Thanks @adomingues for the comment. I've thought about this in the past. It shouldn't be too difficult to implement, so I'll look into it again.
Here are a couple of reasons I didn't implement it the first time around:
- The
cSplit
function is generalized in the sense that I should be able to split a column not knowing how many columns would be in the result. - The
cSplit
function is vectorized, so a simplenew_names = c(...)

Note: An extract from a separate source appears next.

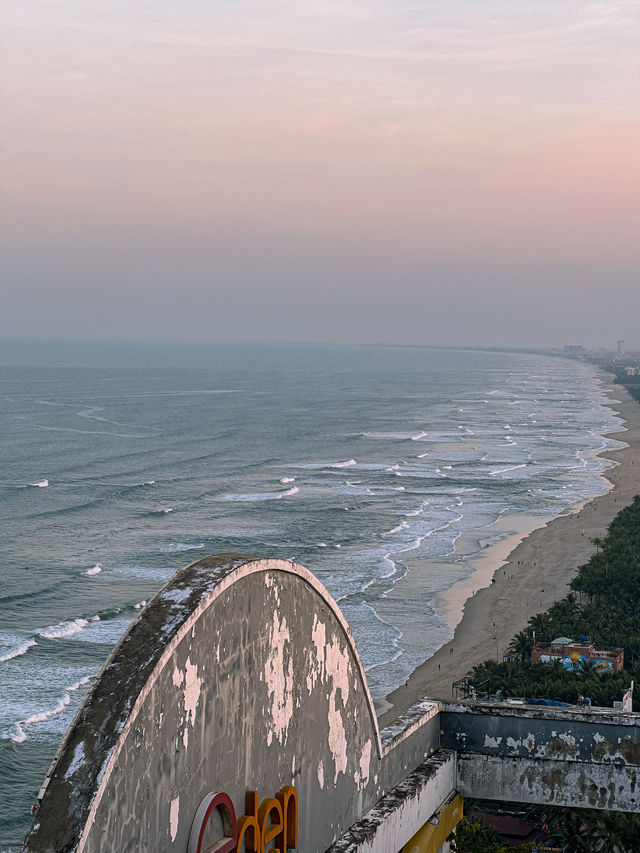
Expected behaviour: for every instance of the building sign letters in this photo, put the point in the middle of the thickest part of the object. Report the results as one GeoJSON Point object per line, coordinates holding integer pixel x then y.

wouldn't work--it would have to be something likelist(Sample = c("Background", "Allele", "Replicate", "Treatment")
Any thoughts on those?
Thanks for considering this @mrdwab. I was think about implementation, after posting and my very näive thought was to operate on the colnames
after spliting. For instance greping the colnames and replacing only those:
cSplit2 <- function(indt, splitCols, newNames, ...){
split <- cSplit(to_split, "Sample", sep="_")
newcols <- grep(paste(splitCols, collapse="|"), colnames(split))

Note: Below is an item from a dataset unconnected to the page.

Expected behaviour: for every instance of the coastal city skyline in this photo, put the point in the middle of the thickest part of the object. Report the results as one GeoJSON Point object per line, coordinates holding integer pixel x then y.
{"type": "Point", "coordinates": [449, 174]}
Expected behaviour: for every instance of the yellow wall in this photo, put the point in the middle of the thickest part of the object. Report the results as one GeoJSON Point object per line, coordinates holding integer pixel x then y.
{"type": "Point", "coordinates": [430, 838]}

colnames(split)[newcols] <- newNames
return(split)
}
cSplit2(to_split, splitCols = "Sample", sep="_", newNames = c("Background", "Allele", "Replicate", "Treatment"))
This is of course of the opposite of what you suggested :) but I wonder it would be a good starting point.

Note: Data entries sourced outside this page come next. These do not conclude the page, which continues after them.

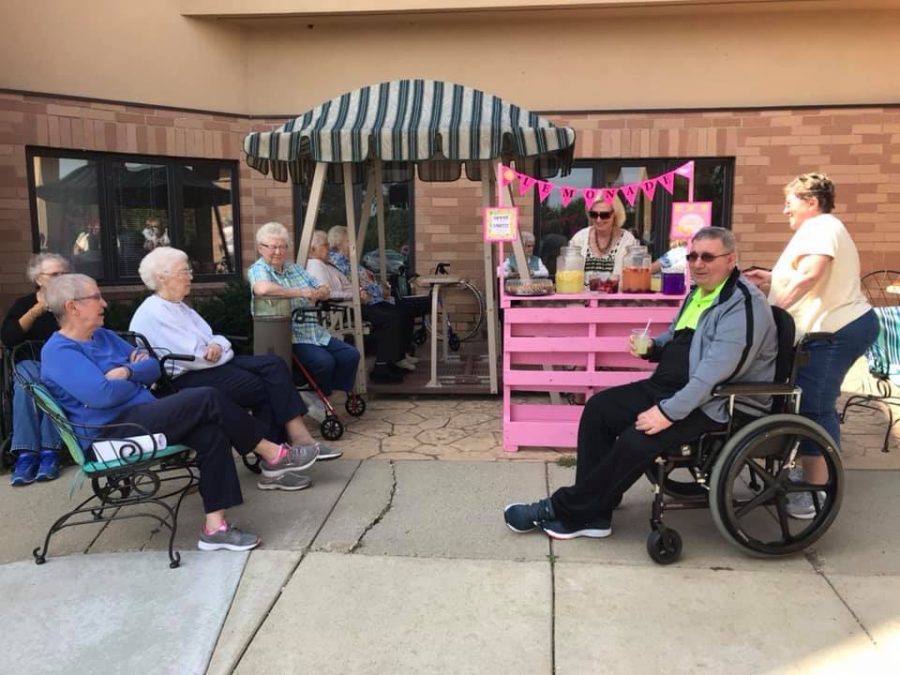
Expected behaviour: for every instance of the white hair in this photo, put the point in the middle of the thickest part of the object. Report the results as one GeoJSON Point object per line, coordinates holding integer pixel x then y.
{"type": "Point", "coordinates": [337, 235]}
{"type": "Point", "coordinates": [160, 262]}
{"type": "Point", "coordinates": [37, 262]}
{"type": "Point", "coordinates": [66, 287]}
{"type": "Point", "coordinates": [272, 229]}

@adomingues, Here's a POC renamer
function that I can probably drop-in at the last stages of the existing cSplit
function. Here, I'm just demonstrating it as an external function:
library(splitstackshape)
library(data.table)
df <- data.frame(x = 1:3, y = c("a", "d,e", "g,h"), z = c("1", "2,3,4", "6"))
renamer <- function(data, replacement) {
if (!is.list(replacement)) stop("replacement should be a named list")
for (i in seq_along(replacement)) {
old <- names(data)[startsWith(names(data), names(replacement)[i])]
setnames(data, old = old, new = replacement[[i]])
}
data[]
}
cSplit(df, c("y", "z"))
# x y_1 y_2 z_1 z_2 z_3
# 1: 1 a <NA> 1 NA NA
# 2: 2 d e 2 3 4
# 3: 3 g h 6 NA NA
renamer(cSplit(df, c("y", "z")),
list(y = c("A", "B"), z = c("AA", "BB", "CC")))
# x A B AA BB CC
# 1: 1 a <NA> 1 NA NA
# 2: 2 d e 2 3 4
# 3: 3 g h 6 NA NA
So, a possible final implementation might look like:
cSplit(df, c("y", "z"), sep = ",", new_names = list(y = c("A", "B"), z = c("AA", "BB", "CC")))
Alternatively, the entire API can be revisited such that, depending on the input, the function behaves differently:
- If a simple character string of column names is provided, use the current approach.
- If a
list
is provided in thesplitCols
argument, new names can be specified (eg:cSplit(df, splitCols = list(y = c("A", "B"), z = c("AA", "BB", "CC")), sep = ",")
)
Let me think about it some more, but I'm open to other ideas as well as I'm currently planning a V2 release of the package later this year.
If a list is provided in the splitCols argument, new names can be specified (eg: cSplit(df, splitCols = list(y = c("A", "B"), z = c("AA", "BB", "CC")), sep = ","))
This pretty much solves it, at least for me. Looking forward to V2.